Introduction to databases Flashcards
What is Data, Information and Knowledge?
Data can be defined as symbols or facts, of a qualitative or quantitative type, that
represent properties of objects, e.g., the number 10
▪ Information is data compiled to derive meaningful inferences. It is structured,
processed and presented with an assigned meaning
• E.g., the number 10 from the data example gains a context if we say “10 km”
————————————–
10 km on its own doesn’t mean much though. Is it the length of a road? The distance
between two points? Or something else entirely?
Hence, we apply knowledge. Knowledge is your own (or a collective) expertise used to
infer results from information
• E.g., 10 km is a walkable distance
What is the main difference between Data, Information and Knowledge?

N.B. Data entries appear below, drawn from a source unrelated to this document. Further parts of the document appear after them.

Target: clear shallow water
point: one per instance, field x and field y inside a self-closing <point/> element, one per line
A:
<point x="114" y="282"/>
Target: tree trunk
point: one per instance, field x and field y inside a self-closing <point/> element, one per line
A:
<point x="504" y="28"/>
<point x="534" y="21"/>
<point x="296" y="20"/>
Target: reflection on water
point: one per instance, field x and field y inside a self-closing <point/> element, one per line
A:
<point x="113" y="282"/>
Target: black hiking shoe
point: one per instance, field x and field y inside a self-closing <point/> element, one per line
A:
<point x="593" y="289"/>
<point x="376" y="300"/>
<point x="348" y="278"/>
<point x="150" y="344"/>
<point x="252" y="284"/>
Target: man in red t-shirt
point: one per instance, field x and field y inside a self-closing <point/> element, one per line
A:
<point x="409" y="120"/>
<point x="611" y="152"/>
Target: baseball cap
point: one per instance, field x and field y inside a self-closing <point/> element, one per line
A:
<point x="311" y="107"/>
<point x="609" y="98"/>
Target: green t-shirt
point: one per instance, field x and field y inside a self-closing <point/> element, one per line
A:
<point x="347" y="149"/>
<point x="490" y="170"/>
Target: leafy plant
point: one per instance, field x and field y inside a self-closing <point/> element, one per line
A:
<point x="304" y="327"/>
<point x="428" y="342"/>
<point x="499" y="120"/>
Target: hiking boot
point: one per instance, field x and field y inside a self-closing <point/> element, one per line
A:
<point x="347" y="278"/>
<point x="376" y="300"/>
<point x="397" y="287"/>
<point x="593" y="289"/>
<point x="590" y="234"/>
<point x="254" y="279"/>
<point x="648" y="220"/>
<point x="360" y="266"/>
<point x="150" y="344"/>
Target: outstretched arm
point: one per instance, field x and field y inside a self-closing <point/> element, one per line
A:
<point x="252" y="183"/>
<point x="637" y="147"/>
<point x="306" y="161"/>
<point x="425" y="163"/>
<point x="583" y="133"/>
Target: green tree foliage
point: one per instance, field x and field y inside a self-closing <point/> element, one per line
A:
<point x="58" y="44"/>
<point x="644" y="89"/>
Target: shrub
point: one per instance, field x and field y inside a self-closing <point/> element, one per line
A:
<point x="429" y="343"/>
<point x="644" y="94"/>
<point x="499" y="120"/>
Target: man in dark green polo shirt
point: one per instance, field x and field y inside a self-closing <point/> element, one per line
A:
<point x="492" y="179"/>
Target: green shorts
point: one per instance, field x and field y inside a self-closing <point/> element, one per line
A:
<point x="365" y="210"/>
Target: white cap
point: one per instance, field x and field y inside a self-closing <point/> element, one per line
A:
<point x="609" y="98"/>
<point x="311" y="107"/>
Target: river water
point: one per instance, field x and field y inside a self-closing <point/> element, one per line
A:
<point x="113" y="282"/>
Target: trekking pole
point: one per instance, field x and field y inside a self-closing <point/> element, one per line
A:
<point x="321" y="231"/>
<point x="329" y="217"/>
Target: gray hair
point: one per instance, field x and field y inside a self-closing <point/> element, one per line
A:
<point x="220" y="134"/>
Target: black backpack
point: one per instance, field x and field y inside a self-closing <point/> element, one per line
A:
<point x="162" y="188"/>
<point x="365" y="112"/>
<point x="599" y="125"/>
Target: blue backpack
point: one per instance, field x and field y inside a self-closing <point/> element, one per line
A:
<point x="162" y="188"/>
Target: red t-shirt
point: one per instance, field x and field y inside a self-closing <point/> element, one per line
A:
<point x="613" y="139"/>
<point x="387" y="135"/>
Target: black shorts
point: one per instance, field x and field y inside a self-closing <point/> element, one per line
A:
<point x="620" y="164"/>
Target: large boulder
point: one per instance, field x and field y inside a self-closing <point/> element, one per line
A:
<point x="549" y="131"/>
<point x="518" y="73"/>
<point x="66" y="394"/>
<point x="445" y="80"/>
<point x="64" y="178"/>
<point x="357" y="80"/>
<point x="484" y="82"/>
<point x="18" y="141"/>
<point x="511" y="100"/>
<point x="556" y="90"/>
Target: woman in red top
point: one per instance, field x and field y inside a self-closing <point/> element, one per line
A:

The main difference between the three types is their level of abstraction. Data
being the lowest (or most concrete) type and knowledge being the highest (or
most abstract) type.
Why is it important to make distinctions between Data, Information and Knowledge?
These distinctions are important:
• Because we need to understand the relationship between each type to make sense of
the purpose of a database
• E.g., we use databases to store data. However, this means that we still need someone
to make sense of said data (information) as well as utilize it in the intended way
(knowledge).
What different types of Data exists? And what is the difference between them.
Structured data and Unstructured data.
▪ Data that resides in a fixed field within a record or file is called structured data.
This includes data contained in relational databases and spreadsheets. E.g., a cell
in a spreadsheet may contain the number 10
Structured data depends on creating a data model – a model of the types of data
that will be recorded as well as how they will be stored, processed and accessed
We might for example have a spreadsheet containing students and their attributes. Each
attribute in a row, combined, makes out a single student. I.e., our data model
▪ Unstructured data, however, is all those things that cannot be so readily classified
and fit into a neat box: photos/graphic images, videos, webpages, documents etc.
What language do you use to manage structured data?
▪ Structured data, in the context of databases, is often managed using Structured Query Language (SQL)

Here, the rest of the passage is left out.